These same sources say that high on the short-list of replacements is Jeffrey Zients, a businessman, and former acting director of the Office of Management and Budget.
One top White House adviser told Fox that both the president and the business community think very highly of Zients and he would be a strong fit for the economic post.
While Sperling is expected to leave the administration in the months ahead, people close to him stress the departure is not imminent.
Friends note that Sperling's wife, Allison Abner, is a successful television writer who recently moved to Los Angeles full-time, and Sperling is expected to join her soon. Abner was a writer and story editor on the highly successful NBC television series "West Wing" created by Aaron Sorkin, where Sperling was also a writer and consultant after his days in the Clinton administration.
A White House spokeswoman declined to comment on the speculation.
Sperling's exit is widely expected to come soon as part of the normal turnover in the second term of any administration, and it would mean an almost complete shuffling of the president's economic team from the early days of his administration.
Sperling replaced Larry Summers as head of the NEC in 2011. Summers is now a leading contender to be nominated by the president this fall as the next chairman of the Federal Reserve.

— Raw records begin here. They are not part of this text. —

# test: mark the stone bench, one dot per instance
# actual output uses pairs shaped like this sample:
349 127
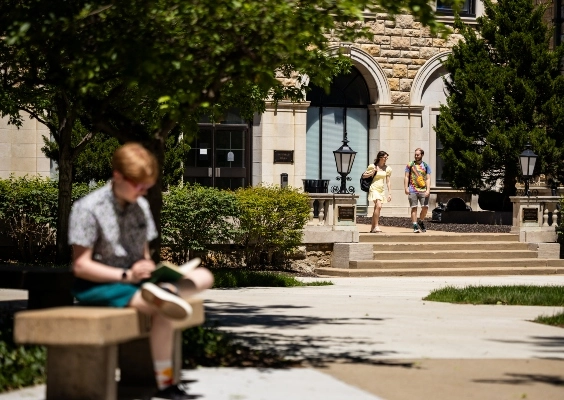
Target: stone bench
86 345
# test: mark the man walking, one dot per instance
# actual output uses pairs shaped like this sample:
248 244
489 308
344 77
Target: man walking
417 187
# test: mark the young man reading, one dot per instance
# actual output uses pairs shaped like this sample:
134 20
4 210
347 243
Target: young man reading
110 230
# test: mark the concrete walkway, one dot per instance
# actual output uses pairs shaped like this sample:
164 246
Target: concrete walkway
375 338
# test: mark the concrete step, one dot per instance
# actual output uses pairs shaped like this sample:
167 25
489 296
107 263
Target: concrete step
549 270
442 237
455 264
485 246
453 255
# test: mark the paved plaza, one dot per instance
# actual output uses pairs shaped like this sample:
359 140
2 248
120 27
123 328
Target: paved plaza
375 338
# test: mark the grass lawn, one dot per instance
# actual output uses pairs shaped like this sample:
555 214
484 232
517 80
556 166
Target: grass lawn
234 278
524 295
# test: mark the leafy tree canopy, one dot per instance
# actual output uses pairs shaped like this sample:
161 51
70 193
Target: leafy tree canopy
504 90
138 69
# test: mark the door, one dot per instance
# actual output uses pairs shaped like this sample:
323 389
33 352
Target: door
220 157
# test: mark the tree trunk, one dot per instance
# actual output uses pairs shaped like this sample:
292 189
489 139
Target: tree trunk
65 195
155 195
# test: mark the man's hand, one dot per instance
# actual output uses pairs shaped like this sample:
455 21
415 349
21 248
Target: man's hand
141 270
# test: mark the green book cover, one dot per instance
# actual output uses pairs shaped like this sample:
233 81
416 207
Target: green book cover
166 272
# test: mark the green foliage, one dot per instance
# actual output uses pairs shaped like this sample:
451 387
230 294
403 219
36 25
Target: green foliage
94 162
177 148
19 365
28 207
270 222
193 217
234 278
526 295
505 88
28 210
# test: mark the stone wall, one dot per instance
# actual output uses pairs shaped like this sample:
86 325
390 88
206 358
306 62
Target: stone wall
400 46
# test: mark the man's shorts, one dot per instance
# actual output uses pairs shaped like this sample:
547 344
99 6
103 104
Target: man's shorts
115 294
420 198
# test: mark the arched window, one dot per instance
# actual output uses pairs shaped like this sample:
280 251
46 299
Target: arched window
348 96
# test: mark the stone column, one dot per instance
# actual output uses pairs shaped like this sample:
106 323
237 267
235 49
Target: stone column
280 127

Alan Krueger, another key Obama and Geithner adviser, recently stepped down as chairman of the White House Council of Economic Advisers. He was replaced by longtime White House aide Jason Furman.
Sperling is a long-time Democratic economic operative with close ties to former Clinton Treasury Secretary and current Citigroup executive Robert Rubin.
Sperling served from 1993-1996 as deputy director of the National Economic Council while the Council was directed by Rubin. Sperling became national economic adviser to Clinton and director of the NEC from 1996 to 2000.
Though Sperling has spent most of his career in government he has also earned income as an adviser to the big investment bank Goldman Sachs, and received speaking fees from various financial firms before he joined the Obama administration.
Senior executives on Wall Street say if he leaves the administration, Sperling will likely take a private sector job. He didn't return numerous calls for comment.
It is unclear what impact Sperling's departure will have on White House economic policy. The NEC was created during the Clinton years, and had considerable clout in formulating domestic economic policy. Past directors include Rubin, Lawrence Lindsey during the George W. Bush presidency, and Summers.